Liverpool Sound and Vision Rating * * * *
The focus has once more landed with a critical thump on the idea of what may constitute heritage, what blood runs through our veins, and the question some take with Umbridge, and others celebrate as they embrace all the possibilities and truths of human existence that come with it. To discuss race and family in a civilised manner, away from the ghouls and the ones who see the subject as a chance to set the world afire is a rare opportunity to truly understand how we came to be, and one that sits at the heart and ties of Rain Perry and her latest recording A White Album.
We must embrace all that made us, family, environment, all that has come under discussion in recent memory and especially in the last couple of years, and the belief held by some that one race is better than another, a memory of disgust that some will find exposing of beliefs held across history and the storms created by dangerous and willing evil people.
One such question certain people must ask themselves now is what it means to be ourselves, that what we think of as family may not be true, that in what we hope is a more common basis of multicultural pleasure, of cohesion, of unity and interrelations, the old ideas, tired, dated, wrong, must be consigned to history, and for some in more ethnically unbalanced countries we must ask that pertinent question, brave, but required, of what it means now to display a rhetoric of what it means to be adamant of being seen as one colour.
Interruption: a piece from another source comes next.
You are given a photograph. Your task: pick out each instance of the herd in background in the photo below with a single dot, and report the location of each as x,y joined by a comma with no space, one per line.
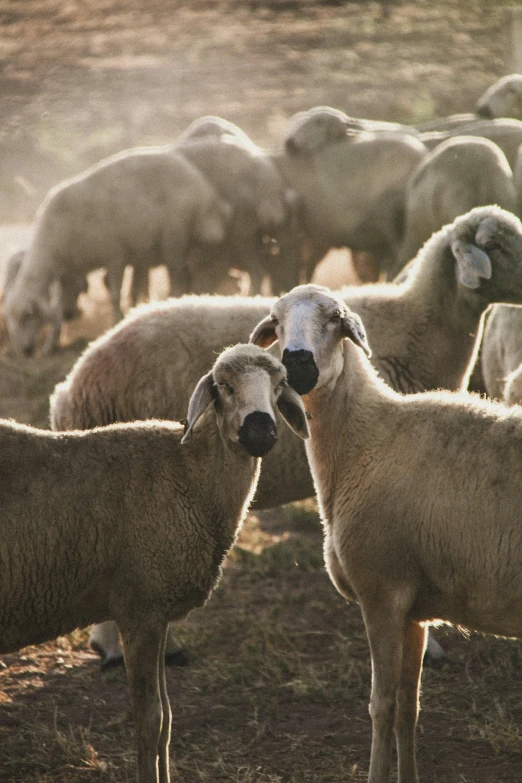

Celebrate the individual, raise the roof for collective responsibility, acknowledge that blood is just a by-product of being alive, and hold account if the system becomes narrow, constricting, controlling, Rain Perry holds an answer in her hands as she seeks to address what it means today in the recording of her new album, A White Album.
The calibre of guests on an any album is telling of the direction taken, the sense of involved collaboration a must, and with Rain Perry utilising the talents of Mark Hallman, Akina Adderley, Taylor Hallman, Andrew Hardin, Mikael Jorgensen, Virginia Kron, Ben Lee, André Moran, Kerenza Peacock, the Pihcintu Multicultural Chorus, BettySoo, and Martin Young, Rain Perry has weaved together the blood of family, the human family, the one that is most important and the true adoption of feeling in us all, that underneath the skin, we are truly one people and if we have the opportunity to dispel and dispense with the disguised devilry of privilege, then we must do so.
Across tracks such as The Money, Yarddogs/Morning Dew, the excellent Indian Hill, Ohio, 1967, What’s Wrong With You, and Lady Of The Harbour, Rain Perry does not hold back, the beauty of her performance is enlightening, inspiring, she asks pertinent questions, she offers hope in her voice, and especially of her reading of the great Stevie Wonder’s Visions, the melding of humanity is perfectly driven and embraced.
What could be considered as an act of courage is simply just a normal question of how we accept that some who hold the gene of resentment must be eventually cut loose, that their way of seeing the world is outdated, and that in the end, as perfectly observed by the addition of the Pihcintu Multicultural Chorus, we must hold all with honour and speak of such things, for how else do we learn to be better.
Rain Perry’s A White Album is released on April 15th on Precipitous Records.